Some frequently used tools are collected for efficient processing of NLP corpus.

[Index: Tools]

Related Work

We provide related surveys on data measurement and selection for reference.

[Index: Surveys]

A. Quality-based Selection🏋️

A.1 Hand-crafted Indicators

Year	Title	Summary
2020	Do We Need to Create Big Datasets to Learn a Task?	Small-yet-important datasets can be efficiently collected simply by iteratively adding sampled subsets from big sets that contribute to downstream metrics.

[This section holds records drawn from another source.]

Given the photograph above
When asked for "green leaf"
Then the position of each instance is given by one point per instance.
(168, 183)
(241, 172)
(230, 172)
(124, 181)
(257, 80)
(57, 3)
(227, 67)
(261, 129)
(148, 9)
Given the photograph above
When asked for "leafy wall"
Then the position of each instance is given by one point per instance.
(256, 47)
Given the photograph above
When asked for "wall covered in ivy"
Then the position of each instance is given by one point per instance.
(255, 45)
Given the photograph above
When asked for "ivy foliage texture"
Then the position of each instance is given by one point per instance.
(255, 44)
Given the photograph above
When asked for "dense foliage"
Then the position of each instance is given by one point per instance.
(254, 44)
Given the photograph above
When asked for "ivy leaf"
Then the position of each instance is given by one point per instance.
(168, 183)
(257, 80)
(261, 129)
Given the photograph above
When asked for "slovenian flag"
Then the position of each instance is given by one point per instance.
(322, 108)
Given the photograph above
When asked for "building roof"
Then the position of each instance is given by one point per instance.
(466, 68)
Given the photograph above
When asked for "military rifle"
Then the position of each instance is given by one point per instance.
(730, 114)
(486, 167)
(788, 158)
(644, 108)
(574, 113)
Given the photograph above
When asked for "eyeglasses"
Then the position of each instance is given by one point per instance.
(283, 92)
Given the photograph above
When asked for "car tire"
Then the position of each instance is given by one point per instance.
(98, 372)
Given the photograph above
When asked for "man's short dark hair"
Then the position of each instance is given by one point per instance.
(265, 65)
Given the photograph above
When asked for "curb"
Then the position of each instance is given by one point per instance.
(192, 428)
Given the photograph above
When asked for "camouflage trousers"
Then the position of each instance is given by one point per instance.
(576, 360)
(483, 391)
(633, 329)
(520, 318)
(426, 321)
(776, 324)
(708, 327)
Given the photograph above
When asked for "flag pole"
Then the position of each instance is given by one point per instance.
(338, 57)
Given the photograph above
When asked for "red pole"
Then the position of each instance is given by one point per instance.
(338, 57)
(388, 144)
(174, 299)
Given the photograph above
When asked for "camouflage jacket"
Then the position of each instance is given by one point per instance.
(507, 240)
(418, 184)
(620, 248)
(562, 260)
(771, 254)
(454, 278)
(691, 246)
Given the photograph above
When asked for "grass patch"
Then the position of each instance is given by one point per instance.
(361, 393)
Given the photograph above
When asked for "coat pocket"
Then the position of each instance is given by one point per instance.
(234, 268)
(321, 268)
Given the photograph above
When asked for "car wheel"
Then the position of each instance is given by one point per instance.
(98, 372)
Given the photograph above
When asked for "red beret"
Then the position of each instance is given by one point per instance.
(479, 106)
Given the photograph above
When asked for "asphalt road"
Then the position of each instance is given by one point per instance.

The cost-efficient AFLite filtering strategy, together with pre-defined data quality indicators (DQI), further reduces the size of the chosen datasets.
2020	DQI: Measuring Data Quality in NLP	The intuitive and manually-designed metrics for evaluating the data quality in NLP include vocabulary, inter-sample N-gram frequency and relation, inter-sample STS, intra-sample word similarity, intra-sample STS, N-Gram Frequency per Label, and Inter-split STS.
2024	Data quality in NLP: Metrics and a comprehensive taxonomy	The comprehensive taxonomy for data quality in NLP is reviewed in terms of linguistic, semantic, anomaly, diversity, and classifier performance.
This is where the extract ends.